We read with interest the case reported by Weber-Carstens et al. [1] of a woman with longstanding idiopathic pulmonary arterial hypertension who presented with severe polytrauma. Her admission was complicated by critical hypoxia and severe acute-on-chronic pulmonary hypertension resulting in acute right heart decompensation. During this life-threatening phase, the authors report that the benefits of standard combination therapy in reducing right ventricular afterload were short-lived in the face of worsening hypoxia. Recent work from our group and others has introduced the possibility that intravenous iron may provide additional benefit in this setting.

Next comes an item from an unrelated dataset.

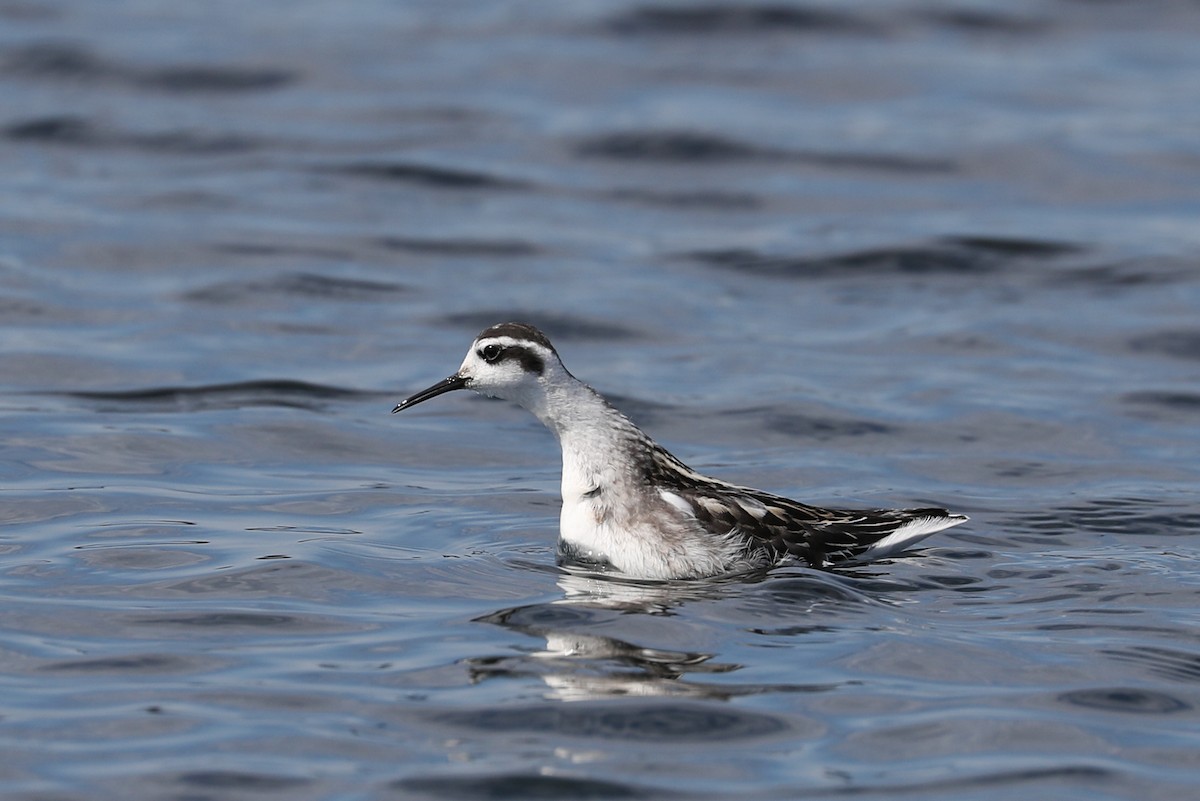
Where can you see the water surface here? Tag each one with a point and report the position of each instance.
(869, 253)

In healthy iron-replete men studied over 1 week at high altitude (equivalent to sea level FiO2 ~0.12) we found that established hypoxia-induced pulmonary hypertension was significantly reversed by a single 200 mg dose of intravenous iron sucrose [2]. This effect was evident within 4 h of infusion—rapid enough to be of possible benefit in offloading the right ventricle in the acute clinical setting. We also studied patients with chronic mountain sickness over 1 month at high altitude and found that depletion of iron by venesection was associated with worsening pulmonary hypertension despite a large reduction in haematocrit (although this effect was not immediately reversed by subsequent iron infusions) [2].

This work was preceded by an 8-h laboratory study of healthy iron-replete volunteers in which the increase in pulmonary arterial pressure caused by hypoxia was blunted by prior intravenous infusion of iron sucrose (200 mg), while the pulmonary vascular response to hypoxia was enhanced by reduction of iron availability with desferrioxamine [3]. The dose of iron used in these studies is small relative to total body iron stores (approximately 4 g), and current intravenous formulations such as iron sucrose are very safe.

These studies indicate that hypoxic pulmonary hypertension can be attenuated by increasing iron availability and exacerbated by decreasing iron availability. This interaction between iron, hypoxia and the pulmonary circulation is consistent with known effects of iron on the hypoxia-inducible factor (HIF) family of transcription factors and involvement of HIF in regulating cardiopulmonary physiology [2, 3, 4]. Studies from several centres have subsequently confirmed a link between iron status and idiopathic pulmonary arterial hypertension, demonstrating that iron deficiency is unexpectedly common in this disease and independently worsens morbidity and mortality (recently reviewed by Rhodes et al. [5]). Two European studies investigating the use of intravenous iron in pulmonary arterial hypertension are now underway [5].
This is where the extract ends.